If my answer to the question Reducibility of $P(X^2)$
appears to be right, then I think the statement is false.
1 — Counter example
Consider $A$ the companion matrix of a polynomial $P(x)$, and let $B$ be a square root of $A$. It is clear — take a triangulation in the algebraic closure — that $\chi_B(x) \chi_B(-x) = \chi_A(x^2)$ and that $\chi_A(x) = P(x)$.
This implies that $P(x^2)$ is reducible over the coefficient field of $B$. If one take $P = x^5 + 20x - 16$, I think I have proved that $P(x^2)$ is irreducible over the quadratic closure of $\Bbb Q$, which implies that $A$ has no square root over this field.
2 — Complement
Let $K$ be a field, with characteristic not two, and $A$ a square matrix with coefficients in $K$.

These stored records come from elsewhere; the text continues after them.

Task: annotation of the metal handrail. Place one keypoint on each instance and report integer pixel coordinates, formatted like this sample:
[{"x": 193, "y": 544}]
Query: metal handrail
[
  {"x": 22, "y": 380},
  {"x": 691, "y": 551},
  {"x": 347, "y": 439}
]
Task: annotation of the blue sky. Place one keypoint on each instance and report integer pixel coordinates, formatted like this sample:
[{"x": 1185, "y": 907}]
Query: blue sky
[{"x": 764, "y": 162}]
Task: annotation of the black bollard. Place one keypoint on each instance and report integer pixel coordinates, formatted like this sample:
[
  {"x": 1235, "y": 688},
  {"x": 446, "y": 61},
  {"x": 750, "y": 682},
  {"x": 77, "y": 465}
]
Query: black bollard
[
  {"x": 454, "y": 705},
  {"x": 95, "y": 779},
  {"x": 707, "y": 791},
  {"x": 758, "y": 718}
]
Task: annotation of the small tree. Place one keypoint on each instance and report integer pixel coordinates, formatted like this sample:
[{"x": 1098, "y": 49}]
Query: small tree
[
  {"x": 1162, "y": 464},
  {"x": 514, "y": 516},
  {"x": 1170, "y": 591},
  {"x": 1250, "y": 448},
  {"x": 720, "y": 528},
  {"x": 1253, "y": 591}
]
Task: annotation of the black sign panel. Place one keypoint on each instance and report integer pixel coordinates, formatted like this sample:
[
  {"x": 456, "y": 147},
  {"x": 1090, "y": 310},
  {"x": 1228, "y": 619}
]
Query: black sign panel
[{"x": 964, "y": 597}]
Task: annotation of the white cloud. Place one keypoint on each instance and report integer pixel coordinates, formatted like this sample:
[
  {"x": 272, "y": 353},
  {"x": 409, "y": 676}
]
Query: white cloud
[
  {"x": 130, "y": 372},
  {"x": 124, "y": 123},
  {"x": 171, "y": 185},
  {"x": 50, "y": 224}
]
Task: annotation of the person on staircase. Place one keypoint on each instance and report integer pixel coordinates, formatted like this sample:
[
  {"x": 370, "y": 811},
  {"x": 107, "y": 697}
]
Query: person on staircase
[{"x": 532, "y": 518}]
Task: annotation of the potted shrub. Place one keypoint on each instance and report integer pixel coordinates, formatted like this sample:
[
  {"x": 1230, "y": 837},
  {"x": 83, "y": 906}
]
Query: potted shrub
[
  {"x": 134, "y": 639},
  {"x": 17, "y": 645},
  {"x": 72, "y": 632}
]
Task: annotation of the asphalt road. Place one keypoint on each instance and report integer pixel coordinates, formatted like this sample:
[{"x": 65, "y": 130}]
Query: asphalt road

It is not easy to see whether of not $A$ admit a square root.
We can assume that $\chi_A$ is the power of a irreducible polynomial. Indeed, $A$ stabilize its eigen spaces associated to each irreducible factor, and so does every matrix $B$ which commutes with $A$, which is the case if $B^2 = A$.
There nilpotent case — corresponding to $\chi_A = x^n$ — is particular, there is some combinatorial condition on the size of the nilpotents Jordan blocks.
Let consider the non-singular case. We can assume that $A$ is diagonalizable. Indeed, we can always write $A$ as $D+N$, with $D$ diagonalizable and $N$ nilpotent, both with coefficients in $K$, and with $DN = ND$. The matrix $A$ has a square root if and only if $D$ has a square root.
So we are reduced to the case of a matrix with blocks along the diagonal all equal to the companion matrix $C_P$, where $\chi_A = P^d$. This matrix has a square root if and only if one of the following holds :
- $n$ is even ;
- The decomposition field of $\chi_A$ contains the roots of $\chi_A(x^2)$.